In order to have representative samples for the whole pond, each pond was divided into 6 sections longitudinally and 4 sections transversally. Sampling was done at nine different locations (S1–S9) across the FPs and MPs, to measure the physical, chemical and biological characteristics (Figure 1). At each location, a multi-probe YSI 6600V2-2 (YSI Xylem Inc., Yellow Springs, Ohio, USA) was used to measure DO, chlorophyll a and water temperature at two depths, i.e., 30 cm below the water surface and 15 cm above the sediment layer of the ponds. Due to sludge accumulation at locations 1 and 2 of the FPs, only samples at 30 cm below the water surface were collected for these two locations.

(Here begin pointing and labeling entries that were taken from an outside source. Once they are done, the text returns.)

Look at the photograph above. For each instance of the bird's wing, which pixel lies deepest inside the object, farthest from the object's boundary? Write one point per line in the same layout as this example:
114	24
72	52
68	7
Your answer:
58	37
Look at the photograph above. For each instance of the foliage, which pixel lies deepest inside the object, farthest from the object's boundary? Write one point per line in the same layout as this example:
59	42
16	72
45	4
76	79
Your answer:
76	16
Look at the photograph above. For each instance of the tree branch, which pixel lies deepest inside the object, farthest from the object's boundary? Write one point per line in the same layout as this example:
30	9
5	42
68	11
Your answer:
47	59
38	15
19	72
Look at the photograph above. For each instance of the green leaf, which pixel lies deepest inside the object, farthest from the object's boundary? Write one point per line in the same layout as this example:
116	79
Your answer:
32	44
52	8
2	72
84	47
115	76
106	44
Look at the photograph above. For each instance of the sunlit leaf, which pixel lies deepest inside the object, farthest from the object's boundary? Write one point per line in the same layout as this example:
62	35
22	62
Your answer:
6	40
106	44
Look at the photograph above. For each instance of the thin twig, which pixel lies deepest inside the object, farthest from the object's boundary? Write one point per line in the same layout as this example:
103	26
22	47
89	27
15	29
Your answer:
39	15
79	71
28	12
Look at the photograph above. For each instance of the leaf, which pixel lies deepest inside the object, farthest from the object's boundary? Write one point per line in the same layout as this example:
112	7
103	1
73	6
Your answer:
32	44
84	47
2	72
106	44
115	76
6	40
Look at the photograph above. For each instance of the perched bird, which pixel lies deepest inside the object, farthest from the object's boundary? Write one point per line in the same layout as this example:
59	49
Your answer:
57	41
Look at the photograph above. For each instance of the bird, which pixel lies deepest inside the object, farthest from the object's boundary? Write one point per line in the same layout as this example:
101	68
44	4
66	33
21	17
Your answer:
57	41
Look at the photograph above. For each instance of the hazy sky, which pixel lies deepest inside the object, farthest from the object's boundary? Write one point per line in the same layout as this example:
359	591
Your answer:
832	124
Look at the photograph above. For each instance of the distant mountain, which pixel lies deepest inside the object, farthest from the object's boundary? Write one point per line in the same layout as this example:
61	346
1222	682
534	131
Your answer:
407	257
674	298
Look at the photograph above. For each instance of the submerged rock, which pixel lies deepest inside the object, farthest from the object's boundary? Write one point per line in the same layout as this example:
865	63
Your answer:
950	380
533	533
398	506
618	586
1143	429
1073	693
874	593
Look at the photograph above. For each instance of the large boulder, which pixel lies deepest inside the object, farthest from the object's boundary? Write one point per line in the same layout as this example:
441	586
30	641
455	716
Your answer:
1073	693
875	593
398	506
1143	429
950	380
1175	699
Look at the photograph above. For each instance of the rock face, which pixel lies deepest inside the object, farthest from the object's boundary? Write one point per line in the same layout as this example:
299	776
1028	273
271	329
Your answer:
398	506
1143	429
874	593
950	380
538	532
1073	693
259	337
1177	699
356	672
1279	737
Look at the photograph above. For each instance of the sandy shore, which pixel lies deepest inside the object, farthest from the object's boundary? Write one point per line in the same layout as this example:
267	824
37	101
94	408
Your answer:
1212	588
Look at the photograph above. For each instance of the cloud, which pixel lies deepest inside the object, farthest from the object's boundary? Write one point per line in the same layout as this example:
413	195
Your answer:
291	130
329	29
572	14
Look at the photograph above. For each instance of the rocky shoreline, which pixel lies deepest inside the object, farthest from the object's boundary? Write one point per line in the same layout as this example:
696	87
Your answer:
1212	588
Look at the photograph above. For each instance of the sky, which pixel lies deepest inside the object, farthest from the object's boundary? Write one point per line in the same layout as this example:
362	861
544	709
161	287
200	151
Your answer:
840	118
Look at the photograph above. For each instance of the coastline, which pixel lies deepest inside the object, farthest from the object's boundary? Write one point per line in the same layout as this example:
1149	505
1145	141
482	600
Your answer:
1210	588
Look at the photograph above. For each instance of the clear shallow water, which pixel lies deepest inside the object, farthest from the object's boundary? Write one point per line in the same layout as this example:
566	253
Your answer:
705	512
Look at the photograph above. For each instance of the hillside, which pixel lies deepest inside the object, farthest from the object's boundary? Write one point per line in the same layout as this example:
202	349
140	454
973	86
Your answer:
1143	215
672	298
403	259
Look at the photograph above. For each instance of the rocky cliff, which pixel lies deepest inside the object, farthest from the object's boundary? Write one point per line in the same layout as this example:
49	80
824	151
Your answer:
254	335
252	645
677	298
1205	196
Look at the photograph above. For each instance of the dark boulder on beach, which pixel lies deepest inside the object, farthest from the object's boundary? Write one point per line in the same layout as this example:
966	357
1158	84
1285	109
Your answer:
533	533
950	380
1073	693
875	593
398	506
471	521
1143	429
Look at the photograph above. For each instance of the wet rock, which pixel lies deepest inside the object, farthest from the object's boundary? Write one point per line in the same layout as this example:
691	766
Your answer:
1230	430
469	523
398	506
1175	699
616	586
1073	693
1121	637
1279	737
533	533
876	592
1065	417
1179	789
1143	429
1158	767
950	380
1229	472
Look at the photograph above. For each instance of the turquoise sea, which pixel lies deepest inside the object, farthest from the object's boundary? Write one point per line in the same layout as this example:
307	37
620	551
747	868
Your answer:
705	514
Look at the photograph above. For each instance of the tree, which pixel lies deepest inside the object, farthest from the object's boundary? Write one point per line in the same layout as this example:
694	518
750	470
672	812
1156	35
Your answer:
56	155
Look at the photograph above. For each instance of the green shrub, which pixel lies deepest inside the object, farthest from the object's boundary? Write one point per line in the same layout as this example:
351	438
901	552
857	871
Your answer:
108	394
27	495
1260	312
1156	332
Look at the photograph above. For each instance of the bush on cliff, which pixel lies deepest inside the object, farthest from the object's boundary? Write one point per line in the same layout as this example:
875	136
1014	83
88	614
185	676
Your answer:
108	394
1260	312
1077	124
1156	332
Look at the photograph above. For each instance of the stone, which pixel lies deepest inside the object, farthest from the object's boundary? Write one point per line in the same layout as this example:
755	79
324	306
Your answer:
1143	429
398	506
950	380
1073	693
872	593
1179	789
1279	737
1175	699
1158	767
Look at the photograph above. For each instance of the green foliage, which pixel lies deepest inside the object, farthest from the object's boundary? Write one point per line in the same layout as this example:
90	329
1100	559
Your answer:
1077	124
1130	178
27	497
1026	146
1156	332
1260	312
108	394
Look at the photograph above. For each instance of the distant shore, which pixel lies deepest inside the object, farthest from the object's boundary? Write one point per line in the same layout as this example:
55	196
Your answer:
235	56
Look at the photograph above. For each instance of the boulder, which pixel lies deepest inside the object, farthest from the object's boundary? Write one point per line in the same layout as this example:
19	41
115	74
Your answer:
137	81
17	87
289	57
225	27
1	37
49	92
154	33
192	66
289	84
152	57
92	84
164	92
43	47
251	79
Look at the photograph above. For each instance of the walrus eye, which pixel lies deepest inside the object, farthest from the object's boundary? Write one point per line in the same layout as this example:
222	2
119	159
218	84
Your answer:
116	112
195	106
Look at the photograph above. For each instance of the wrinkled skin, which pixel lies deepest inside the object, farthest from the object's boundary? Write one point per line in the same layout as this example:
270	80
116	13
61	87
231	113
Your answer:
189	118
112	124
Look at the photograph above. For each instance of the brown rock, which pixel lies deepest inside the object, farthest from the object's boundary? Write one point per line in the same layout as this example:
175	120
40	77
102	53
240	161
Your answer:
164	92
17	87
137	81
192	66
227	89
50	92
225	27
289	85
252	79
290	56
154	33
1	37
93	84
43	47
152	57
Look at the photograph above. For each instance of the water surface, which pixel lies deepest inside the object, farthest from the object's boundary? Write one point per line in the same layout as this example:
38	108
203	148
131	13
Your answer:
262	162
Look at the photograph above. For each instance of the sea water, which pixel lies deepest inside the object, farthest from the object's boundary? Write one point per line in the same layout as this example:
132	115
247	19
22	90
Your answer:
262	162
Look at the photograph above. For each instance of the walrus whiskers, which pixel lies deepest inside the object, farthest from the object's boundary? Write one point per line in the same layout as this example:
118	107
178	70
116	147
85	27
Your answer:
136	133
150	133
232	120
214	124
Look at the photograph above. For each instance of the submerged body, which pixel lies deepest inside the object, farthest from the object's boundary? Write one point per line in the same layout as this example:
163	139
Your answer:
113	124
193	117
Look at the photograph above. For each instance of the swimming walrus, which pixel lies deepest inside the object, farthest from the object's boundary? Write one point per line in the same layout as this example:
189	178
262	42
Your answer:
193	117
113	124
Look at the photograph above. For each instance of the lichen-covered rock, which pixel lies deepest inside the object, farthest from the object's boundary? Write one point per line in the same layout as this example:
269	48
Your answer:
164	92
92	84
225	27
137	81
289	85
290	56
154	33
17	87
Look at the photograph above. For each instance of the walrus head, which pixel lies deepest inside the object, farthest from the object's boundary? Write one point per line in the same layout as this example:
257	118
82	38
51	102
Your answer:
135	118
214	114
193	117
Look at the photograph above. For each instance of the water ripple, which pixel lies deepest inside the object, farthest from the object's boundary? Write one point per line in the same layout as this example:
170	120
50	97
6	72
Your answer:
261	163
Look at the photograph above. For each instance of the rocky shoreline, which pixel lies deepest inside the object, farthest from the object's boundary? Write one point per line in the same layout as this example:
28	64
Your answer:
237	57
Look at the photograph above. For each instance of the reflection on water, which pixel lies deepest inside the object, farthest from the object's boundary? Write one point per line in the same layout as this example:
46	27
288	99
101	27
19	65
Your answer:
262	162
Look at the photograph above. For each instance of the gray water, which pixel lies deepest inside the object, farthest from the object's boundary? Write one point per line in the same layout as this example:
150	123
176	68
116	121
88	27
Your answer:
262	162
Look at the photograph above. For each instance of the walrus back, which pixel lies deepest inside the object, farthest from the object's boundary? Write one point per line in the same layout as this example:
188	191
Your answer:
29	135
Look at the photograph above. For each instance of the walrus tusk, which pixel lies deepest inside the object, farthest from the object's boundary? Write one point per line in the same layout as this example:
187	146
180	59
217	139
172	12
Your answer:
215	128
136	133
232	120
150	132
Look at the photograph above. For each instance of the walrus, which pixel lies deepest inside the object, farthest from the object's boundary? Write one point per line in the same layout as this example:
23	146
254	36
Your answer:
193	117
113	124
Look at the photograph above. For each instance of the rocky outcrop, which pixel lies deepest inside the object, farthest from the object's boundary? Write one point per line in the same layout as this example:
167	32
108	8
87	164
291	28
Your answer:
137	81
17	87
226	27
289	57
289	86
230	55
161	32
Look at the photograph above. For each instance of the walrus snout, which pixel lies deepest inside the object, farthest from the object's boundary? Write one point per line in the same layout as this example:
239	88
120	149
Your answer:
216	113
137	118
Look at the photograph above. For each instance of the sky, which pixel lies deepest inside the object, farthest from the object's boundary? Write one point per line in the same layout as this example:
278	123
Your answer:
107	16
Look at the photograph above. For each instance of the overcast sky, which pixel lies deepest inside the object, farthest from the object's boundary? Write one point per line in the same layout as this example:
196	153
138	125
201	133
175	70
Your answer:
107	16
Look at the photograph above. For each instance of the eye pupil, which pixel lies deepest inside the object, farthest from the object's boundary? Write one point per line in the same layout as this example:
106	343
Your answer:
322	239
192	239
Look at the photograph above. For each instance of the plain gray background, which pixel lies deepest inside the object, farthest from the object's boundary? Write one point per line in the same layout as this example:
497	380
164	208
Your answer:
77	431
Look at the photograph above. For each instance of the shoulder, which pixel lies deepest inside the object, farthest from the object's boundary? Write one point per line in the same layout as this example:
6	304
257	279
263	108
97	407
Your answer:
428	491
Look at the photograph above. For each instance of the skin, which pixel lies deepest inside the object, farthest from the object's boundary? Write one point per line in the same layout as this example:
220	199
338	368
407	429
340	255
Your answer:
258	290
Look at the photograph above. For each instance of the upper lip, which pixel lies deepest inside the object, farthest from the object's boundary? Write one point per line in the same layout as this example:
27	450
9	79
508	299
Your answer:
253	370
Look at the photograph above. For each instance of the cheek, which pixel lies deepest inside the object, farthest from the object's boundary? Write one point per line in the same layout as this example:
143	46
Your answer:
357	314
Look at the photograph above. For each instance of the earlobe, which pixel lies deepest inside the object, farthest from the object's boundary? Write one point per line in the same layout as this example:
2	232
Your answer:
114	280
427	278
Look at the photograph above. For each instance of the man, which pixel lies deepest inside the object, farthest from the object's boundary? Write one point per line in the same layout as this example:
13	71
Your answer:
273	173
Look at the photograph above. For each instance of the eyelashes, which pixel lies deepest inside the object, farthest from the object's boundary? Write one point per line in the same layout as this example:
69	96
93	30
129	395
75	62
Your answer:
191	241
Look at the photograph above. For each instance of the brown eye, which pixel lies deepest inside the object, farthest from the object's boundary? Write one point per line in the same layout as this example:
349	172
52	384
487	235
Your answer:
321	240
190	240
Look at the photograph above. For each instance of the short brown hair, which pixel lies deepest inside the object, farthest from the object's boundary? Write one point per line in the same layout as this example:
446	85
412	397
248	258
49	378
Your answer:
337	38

At the same time, a sampling device (Teledyne ISCO, model 6712, Teledyne Isco Inc, Wierde, Belgium) was used to collect the water samples at different locations and depths; three samples from the locations at a similar distance from the inlet (e.g., locations 1, 2 and 3) were mixed as one sample, resulting in 3 mixed samples per pond and per depth. These mixed samples were sent to the lab in ETAPA for biochemical oxygen demand (BOD) analysis using American Public Health Association methods (code 5210) [23]. Three sampling campaigns were implemented on 25 and 26 July (T1), 14 and 15 August (T2) and 26 and 27 August (T3) in 2013. At each sampling time, one WSP line was sampled over the course of one day, starting from 8:00 to 17:00. Average air temperature, solar radiation and wind speed were obtained from the Meteorological Station of CELEC Hidropaute, located approximately 600 m away from the WSP.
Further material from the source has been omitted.